Lashbrook worked as an assistant professor at Eastern Oregon University and an adjunct professor at Oregon State University, Western Oregon University, Pacific University, Concordia University in Portland and Concordia University Chicago. As an adjunct professor at the United States Sports Academy he was named Professor of the Year in the Distant Learning Program in 2000.

In 1993, Lashbrook joined Jim Steiner and Sports Management Group, leaving in 1998 to start sports-management.com which became Sports Management Worldwide.

Lashbrook was chosen for Fort Hays State University's Alumni Achievement Award in 2009. The award is the highest recognition of its graduates, honoring graduates who have made outstanding and unselfish contributions in service to their community, state, nation, in chosen career fields, or through philanthropic work.

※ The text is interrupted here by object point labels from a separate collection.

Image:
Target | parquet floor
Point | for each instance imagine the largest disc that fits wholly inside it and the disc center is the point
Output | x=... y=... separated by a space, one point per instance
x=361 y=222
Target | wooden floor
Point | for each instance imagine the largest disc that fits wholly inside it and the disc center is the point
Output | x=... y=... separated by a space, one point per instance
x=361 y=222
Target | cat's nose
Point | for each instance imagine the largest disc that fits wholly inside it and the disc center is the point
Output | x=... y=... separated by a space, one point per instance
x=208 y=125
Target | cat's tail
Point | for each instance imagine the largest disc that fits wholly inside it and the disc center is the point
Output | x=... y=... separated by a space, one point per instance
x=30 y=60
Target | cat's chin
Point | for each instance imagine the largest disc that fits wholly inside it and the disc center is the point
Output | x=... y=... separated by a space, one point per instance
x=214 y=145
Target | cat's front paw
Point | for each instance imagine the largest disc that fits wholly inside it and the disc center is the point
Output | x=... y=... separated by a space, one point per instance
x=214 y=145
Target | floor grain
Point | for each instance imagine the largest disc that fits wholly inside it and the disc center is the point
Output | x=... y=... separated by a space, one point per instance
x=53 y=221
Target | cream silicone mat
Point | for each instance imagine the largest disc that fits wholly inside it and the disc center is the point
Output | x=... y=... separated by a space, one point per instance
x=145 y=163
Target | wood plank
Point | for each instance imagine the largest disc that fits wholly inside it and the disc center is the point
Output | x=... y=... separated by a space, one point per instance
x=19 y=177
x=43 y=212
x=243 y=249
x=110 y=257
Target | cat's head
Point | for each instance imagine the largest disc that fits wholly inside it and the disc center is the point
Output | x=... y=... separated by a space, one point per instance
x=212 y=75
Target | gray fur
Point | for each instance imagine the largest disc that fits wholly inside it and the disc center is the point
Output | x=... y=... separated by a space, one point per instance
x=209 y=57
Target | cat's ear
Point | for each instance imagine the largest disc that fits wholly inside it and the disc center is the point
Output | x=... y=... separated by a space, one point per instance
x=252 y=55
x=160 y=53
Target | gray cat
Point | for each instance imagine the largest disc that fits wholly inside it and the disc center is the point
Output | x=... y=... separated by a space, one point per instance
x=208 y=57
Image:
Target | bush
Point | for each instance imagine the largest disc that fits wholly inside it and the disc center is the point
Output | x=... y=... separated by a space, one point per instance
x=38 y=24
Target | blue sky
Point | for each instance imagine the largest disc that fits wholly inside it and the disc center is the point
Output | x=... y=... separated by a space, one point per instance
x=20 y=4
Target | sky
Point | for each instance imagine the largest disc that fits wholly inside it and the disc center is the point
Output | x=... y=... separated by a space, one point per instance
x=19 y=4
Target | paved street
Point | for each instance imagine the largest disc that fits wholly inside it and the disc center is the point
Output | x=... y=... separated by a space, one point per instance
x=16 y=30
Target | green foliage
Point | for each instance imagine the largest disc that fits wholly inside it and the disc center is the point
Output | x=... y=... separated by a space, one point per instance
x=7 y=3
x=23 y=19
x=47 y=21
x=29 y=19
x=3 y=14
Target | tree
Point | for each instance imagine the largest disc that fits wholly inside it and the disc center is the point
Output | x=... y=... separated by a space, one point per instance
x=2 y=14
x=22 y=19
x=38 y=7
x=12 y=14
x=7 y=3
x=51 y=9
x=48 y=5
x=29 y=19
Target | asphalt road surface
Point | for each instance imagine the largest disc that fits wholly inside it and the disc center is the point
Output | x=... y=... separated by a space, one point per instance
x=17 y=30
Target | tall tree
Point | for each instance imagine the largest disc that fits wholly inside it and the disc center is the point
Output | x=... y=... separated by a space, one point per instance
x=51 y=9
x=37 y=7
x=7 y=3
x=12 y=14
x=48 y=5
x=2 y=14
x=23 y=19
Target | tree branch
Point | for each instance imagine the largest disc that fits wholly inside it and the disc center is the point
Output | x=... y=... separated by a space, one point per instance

==Oregon Baseball Campaign==
In 1997, Lashbrook joined an effort to bring Major League Baseball to Portland, Oregon. This group eventually became known as the Oregon Stadium Campaign, a private entity that led Portland's drive for an MLB franchise during the league's relocation of the Montreal Expos. In 2003, he led the lobbying efforts that resulted in a $150 million construction bill for a new baseball stadium in Portland. Under his leadership, the group secured legislative action to subsidize a new stadium with ballplayers' payroll taxes. Due to this campaign, a 25,000-seat stadium in the heart of the city was revitalized rather than torn down and is now home to the Major League Soccer team, Portland Timbers.